ECCO suddenly sickened. Cleaving closer and closer to the shore and KOS’s limp corpse, hard anger swelled to fill his lungs and neck. He felt himself sink under its weight. He didn’t even feel the anger firsthand–-it was cold and hard, agelessly stout. In stark relief against this anger he recalled:


This curse was not his to understand. As near as KOS was, in truth she was as alien as any being, though she poured herself out to him, wordlessly. ECCO pulled himself away from her, finding himself back among the stars.

Goodbye to the queer sea, hello again. In the cool waters ECCO knew as his home, he heard the chatter of his friends and family. His pod. Bliss, effortless and light.

But sadness and grief and hate live in every ocean, inside or out. And every sea, every heart is unfathomable and bloodless.

I’m 26 and as I get older and older it seems everything worth feeling, having, or doing is wrong or late. Wisdom flies only when the world has lain down to sleep, grief, the teacher of all, crafts her stories in the past tense.

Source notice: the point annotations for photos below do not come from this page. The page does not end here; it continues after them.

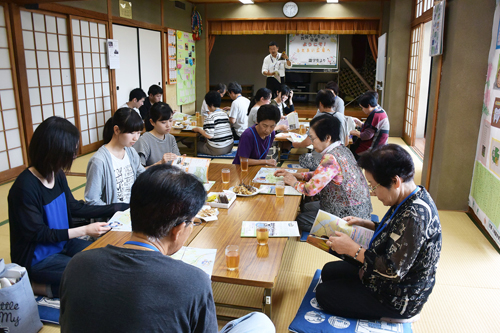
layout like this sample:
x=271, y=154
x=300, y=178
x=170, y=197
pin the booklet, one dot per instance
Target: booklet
x=291, y=120
x=204, y=259
x=271, y=189
x=276, y=229
x=194, y=165
x=121, y=221
x=266, y=175
x=326, y=224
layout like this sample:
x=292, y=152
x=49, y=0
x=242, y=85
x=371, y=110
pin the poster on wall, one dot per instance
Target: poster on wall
x=186, y=68
x=172, y=56
x=485, y=189
x=437, y=29
x=310, y=50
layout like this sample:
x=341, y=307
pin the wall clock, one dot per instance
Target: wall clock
x=290, y=9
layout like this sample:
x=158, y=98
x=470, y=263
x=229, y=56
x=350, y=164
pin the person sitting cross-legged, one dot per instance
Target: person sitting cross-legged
x=216, y=128
x=138, y=287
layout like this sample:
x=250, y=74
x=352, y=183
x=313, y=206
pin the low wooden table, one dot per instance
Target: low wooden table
x=179, y=135
x=259, y=265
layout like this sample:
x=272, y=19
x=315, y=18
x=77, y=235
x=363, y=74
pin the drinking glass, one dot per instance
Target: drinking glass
x=244, y=163
x=232, y=257
x=226, y=176
x=262, y=233
x=280, y=189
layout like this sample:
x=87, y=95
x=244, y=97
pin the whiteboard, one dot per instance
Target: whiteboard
x=150, y=53
x=127, y=77
x=313, y=51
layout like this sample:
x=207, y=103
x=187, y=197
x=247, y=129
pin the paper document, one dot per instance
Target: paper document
x=266, y=175
x=291, y=120
x=194, y=165
x=121, y=220
x=276, y=229
x=204, y=259
x=326, y=224
x=294, y=137
x=271, y=189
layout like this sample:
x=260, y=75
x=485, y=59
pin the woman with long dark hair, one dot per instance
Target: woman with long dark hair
x=41, y=206
x=112, y=170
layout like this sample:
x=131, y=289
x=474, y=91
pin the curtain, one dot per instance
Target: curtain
x=266, y=27
x=372, y=40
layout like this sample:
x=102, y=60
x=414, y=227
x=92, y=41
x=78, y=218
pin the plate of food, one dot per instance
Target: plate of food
x=243, y=190
x=208, y=213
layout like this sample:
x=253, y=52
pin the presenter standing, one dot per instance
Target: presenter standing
x=274, y=67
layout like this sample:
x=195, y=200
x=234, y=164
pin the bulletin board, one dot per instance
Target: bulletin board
x=310, y=51
x=485, y=188
x=186, y=68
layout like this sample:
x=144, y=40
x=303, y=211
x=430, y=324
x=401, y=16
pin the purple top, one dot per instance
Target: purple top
x=252, y=146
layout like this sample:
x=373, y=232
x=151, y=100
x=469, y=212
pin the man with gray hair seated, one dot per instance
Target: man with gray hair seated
x=138, y=287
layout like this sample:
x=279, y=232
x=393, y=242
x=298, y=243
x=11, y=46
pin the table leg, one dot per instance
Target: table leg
x=267, y=302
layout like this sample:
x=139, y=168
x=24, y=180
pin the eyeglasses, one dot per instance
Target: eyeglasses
x=373, y=188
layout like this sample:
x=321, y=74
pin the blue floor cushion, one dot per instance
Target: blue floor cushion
x=312, y=319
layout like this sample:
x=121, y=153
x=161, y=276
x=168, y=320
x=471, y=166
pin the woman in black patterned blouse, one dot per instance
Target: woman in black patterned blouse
x=398, y=270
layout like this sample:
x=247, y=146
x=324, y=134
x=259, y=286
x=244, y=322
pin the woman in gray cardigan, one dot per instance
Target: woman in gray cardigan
x=112, y=170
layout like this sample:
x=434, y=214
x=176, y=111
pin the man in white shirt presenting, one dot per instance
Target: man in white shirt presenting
x=274, y=67
x=239, y=108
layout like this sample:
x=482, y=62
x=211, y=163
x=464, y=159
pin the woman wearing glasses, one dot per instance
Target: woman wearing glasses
x=398, y=269
x=340, y=182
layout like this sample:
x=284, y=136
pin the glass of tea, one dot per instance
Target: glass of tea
x=280, y=189
x=302, y=130
x=262, y=233
x=244, y=163
x=226, y=176
x=232, y=257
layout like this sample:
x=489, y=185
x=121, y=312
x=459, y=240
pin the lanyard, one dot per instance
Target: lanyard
x=383, y=224
x=256, y=143
x=143, y=245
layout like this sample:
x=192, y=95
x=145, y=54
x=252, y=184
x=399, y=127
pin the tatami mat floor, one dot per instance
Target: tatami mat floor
x=466, y=297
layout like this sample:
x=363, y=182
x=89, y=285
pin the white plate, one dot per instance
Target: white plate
x=208, y=218
x=245, y=195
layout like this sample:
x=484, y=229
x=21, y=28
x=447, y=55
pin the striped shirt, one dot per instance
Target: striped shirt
x=218, y=127
x=375, y=130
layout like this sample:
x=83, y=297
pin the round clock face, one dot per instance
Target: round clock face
x=290, y=9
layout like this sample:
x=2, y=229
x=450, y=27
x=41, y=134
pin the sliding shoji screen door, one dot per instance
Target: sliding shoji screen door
x=46, y=50
x=12, y=158
x=92, y=79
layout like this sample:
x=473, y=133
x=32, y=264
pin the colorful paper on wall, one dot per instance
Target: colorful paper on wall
x=186, y=68
x=485, y=189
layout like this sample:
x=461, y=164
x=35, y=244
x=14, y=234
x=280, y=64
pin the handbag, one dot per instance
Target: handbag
x=18, y=308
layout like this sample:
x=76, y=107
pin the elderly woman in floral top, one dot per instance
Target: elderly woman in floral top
x=398, y=270
x=338, y=180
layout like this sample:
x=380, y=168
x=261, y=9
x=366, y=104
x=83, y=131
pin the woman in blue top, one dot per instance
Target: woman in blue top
x=42, y=235
x=255, y=141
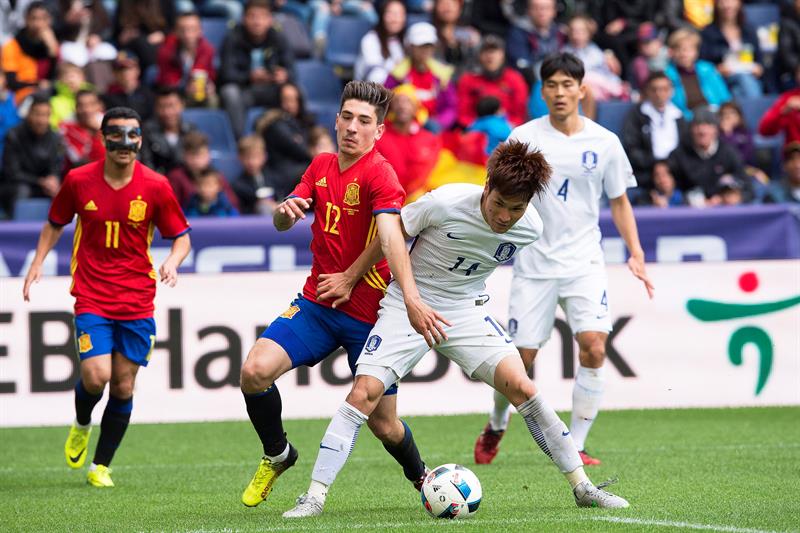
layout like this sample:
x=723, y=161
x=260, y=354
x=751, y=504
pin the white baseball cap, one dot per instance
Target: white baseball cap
x=421, y=33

My blood, too, is Vile and unfit. I am weak and foolish, a frail bit of dust. But it is only in such bitter and hateful motes that the Love of Creation abides strongly.

We are queer, bloodless, useless EXCEPT TO OURSELVES, which is praiseworthy above all “right” things!!!!!!

In seeing the Great Lake I know that the unfathomable sins of civilization will not stand so tall forever.


I am like a pelican of the wilderness; I am become as an owl of the waste places.

I watch, and am become like a sparrow that is alone upon the housetop.

Mine enemies taunt me all the day; they that are mad against me do curse by me.

For I have eaten ashes like bread, and mingled my drink with weeping,

Because of Thine indignation and Thy wrath; for Thou hast taken me up, and cast me away

My days are like a lengthening shadow; and I am withered like grass.

But Thou, O LORD, sittest enthroned for ever; and Thy name is unto all generations.